Beyond Auto-Instrumentation: Custom Tracing
While auto-instrumentation provides valuable baseline visibility, production apps need custom tracing that reflects business logic and application-specific workflows. This is where OpenTelemetry’s standard APIs shine.
The challenge? Getting OpenTelemetry to work seamlessly within WebAssembly’s constrained environment.
Caleb demonstrates two approaches:
Approach 1: HTTP Exporter with WASI-HTTP
Using familiar OpenTelemetry SDKs with an HTTP exporter backed by WASI-HTTP. This approach feels familiar to developers but has limitations:
- Difficult to compile OpenTelemetry libraries to WebAssembly
- Can’t access parent trace context in non-HTTP components
- Unable to properly associate host operations with guest spans
Approach 2: WASI-OTel Processor
A more sophisticated approach using a special processor backed by the new WASI-OTel proposal. This enables:
- Proper parent-child relationships between host and guest spans
- Full trace context propagation across the host-guest boundary
- Seamless integration of host operations into guest-initiated traces
The WASI-OTel Proposal: Bridging the Gap
The WASI-OTel proposal represents a significant step forward for WebAssembly observability. Currently in Phase 0 of the WASI process, it provides:
- Standardized interfaces for telemetry data exchange between host and guest
- Processor callbacks (onStart, onEnd) that notify the host of guest span lifecycle events
- Context propagation methods that enable proper trace parenting
The proposal is wrapped in language-specific SDKs (starting with Rust) that make it transparent for developers to use standard OpenTelemetry APIs while benefiting from WebAssembly-specific optimizations.
Looking Ahead
This work represents the evolution from earlier efforts like WASI-Observe to a more focused, OpenTelemetry-native approach. The community’s convergence around OpenTelemetry as the observability standard drove this decision, ensuring WebAssembly applications can integrate seamlessly with existing observability infrastructure.
Next steps include:
- Advancing WASI-OTel through the WASI standardization process
- Expanding language support beyond Rust
- Adding metrics and logs support (currently focused on tracing)

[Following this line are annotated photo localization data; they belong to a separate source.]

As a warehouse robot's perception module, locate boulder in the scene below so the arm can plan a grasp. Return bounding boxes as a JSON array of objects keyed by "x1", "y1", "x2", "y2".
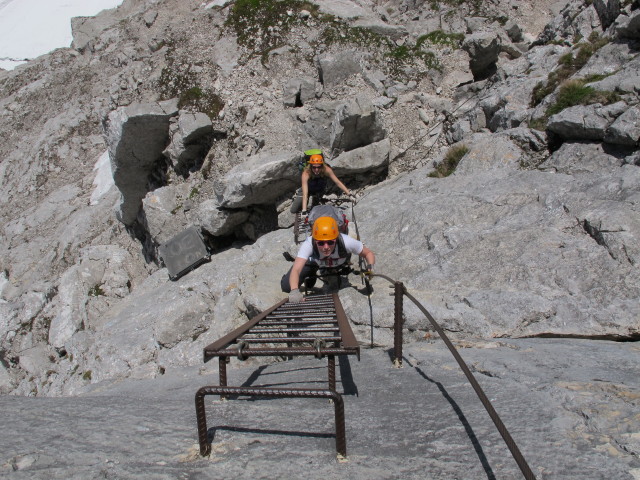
[
  {"x1": 331, "y1": 139, "x2": 391, "y2": 178},
  {"x1": 462, "y1": 32, "x2": 502, "y2": 81},
  {"x1": 104, "y1": 99, "x2": 178, "y2": 226},
  {"x1": 318, "y1": 50, "x2": 362, "y2": 88},
  {"x1": 215, "y1": 152, "x2": 300, "y2": 208},
  {"x1": 547, "y1": 102, "x2": 627, "y2": 140},
  {"x1": 604, "y1": 105, "x2": 640, "y2": 147},
  {"x1": 71, "y1": 10, "x2": 120, "y2": 52},
  {"x1": 282, "y1": 78, "x2": 316, "y2": 107},
  {"x1": 330, "y1": 95, "x2": 386, "y2": 152},
  {"x1": 302, "y1": 100, "x2": 344, "y2": 147},
  {"x1": 538, "y1": 142, "x2": 623, "y2": 175},
  {"x1": 456, "y1": 133, "x2": 524, "y2": 175},
  {"x1": 163, "y1": 111, "x2": 213, "y2": 177},
  {"x1": 190, "y1": 199, "x2": 249, "y2": 237},
  {"x1": 612, "y1": 10, "x2": 640, "y2": 39},
  {"x1": 140, "y1": 183, "x2": 191, "y2": 245},
  {"x1": 593, "y1": 0, "x2": 620, "y2": 30}
]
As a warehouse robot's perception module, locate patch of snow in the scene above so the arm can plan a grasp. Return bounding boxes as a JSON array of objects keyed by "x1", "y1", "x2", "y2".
[
  {"x1": 0, "y1": 0, "x2": 123, "y2": 70},
  {"x1": 89, "y1": 150, "x2": 115, "y2": 205}
]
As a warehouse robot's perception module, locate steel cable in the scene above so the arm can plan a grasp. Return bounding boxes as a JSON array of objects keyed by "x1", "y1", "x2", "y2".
[{"x1": 370, "y1": 273, "x2": 536, "y2": 480}]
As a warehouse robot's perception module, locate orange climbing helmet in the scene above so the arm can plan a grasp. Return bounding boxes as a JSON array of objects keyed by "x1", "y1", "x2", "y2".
[
  {"x1": 312, "y1": 217, "x2": 340, "y2": 240},
  {"x1": 309, "y1": 154, "x2": 324, "y2": 165}
]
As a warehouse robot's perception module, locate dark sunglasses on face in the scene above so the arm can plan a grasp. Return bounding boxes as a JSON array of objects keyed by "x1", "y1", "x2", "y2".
[{"x1": 316, "y1": 240, "x2": 336, "y2": 247}]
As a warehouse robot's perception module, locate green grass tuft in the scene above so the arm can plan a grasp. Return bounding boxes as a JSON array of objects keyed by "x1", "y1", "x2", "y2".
[{"x1": 428, "y1": 145, "x2": 469, "y2": 178}]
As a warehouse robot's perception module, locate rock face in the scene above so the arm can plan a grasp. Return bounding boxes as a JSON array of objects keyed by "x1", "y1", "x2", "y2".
[{"x1": 0, "y1": 0, "x2": 640, "y2": 472}]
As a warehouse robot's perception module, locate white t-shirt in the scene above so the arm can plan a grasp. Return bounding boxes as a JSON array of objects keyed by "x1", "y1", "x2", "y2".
[{"x1": 298, "y1": 233, "x2": 364, "y2": 268}]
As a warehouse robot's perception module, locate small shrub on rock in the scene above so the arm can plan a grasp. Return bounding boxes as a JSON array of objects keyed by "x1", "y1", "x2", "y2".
[{"x1": 428, "y1": 145, "x2": 469, "y2": 178}]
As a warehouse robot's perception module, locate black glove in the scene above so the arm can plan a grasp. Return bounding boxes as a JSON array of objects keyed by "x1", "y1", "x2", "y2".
[{"x1": 289, "y1": 288, "x2": 304, "y2": 303}]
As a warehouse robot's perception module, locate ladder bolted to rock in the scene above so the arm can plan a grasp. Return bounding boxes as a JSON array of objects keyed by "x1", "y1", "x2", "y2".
[{"x1": 195, "y1": 293, "x2": 360, "y2": 456}]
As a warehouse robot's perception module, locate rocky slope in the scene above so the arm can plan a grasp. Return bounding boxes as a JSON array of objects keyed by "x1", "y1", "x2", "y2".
[
  {"x1": 0, "y1": 0, "x2": 640, "y2": 451},
  {"x1": 0, "y1": 0, "x2": 640, "y2": 479}
]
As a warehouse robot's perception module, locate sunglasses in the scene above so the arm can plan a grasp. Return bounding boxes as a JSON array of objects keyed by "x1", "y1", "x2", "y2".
[{"x1": 316, "y1": 240, "x2": 336, "y2": 247}]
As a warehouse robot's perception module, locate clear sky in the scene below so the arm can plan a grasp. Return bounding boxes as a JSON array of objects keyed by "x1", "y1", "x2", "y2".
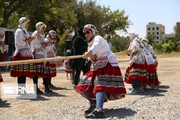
[{"x1": 84, "y1": 0, "x2": 180, "y2": 37}]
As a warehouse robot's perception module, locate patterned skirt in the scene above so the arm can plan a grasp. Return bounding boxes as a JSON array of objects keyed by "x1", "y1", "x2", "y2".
[
  {"x1": 0, "y1": 73, "x2": 3, "y2": 82},
  {"x1": 147, "y1": 64, "x2": 160, "y2": 86},
  {"x1": 125, "y1": 63, "x2": 148, "y2": 84},
  {"x1": 45, "y1": 62, "x2": 56, "y2": 78},
  {"x1": 76, "y1": 59, "x2": 126, "y2": 101},
  {"x1": 10, "y1": 53, "x2": 36, "y2": 78}
]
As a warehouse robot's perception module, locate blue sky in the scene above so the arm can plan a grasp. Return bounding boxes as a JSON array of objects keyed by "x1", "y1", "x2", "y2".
[{"x1": 81, "y1": 0, "x2": 180, "y2": 37}]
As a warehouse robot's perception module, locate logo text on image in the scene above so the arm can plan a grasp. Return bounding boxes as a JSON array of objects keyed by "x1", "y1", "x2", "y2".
[{"x1": 1, "y1": 83, "x2": 37, "y2": 99}]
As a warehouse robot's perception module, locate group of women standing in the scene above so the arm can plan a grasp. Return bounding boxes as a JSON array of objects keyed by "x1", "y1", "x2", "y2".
[
  {"x1": 76, "y1": 24, "x2": 160, "y2": 118},
  {"x1": 0, "y1": 17, "x2": 159, "y2": 118},
  {"x1": 10, "y1": 17, "x2": 56, "y2": 94}
]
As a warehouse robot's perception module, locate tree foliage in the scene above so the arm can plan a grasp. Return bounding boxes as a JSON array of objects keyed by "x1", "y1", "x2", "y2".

- Gaining broader runtime support beyond Spin
Why This Matters
As WebAssembly moves beyond experimental use cases into production-critical applications, observability becomes a prerequisite, not a nice-to-have. The combination of automatic instrumentation and developer-controlled custom tracing provides a compelling observability story that could accelerate WebAssembly adoption in enterprise environments. The work showcased here demonstrates that WebAssembly doesn’t have to be a black box.
With the right tooling and standards, it can provide even richer observability than traditional deployment models, thanks to the runtime’s deep understanding of component interactions and resource usage.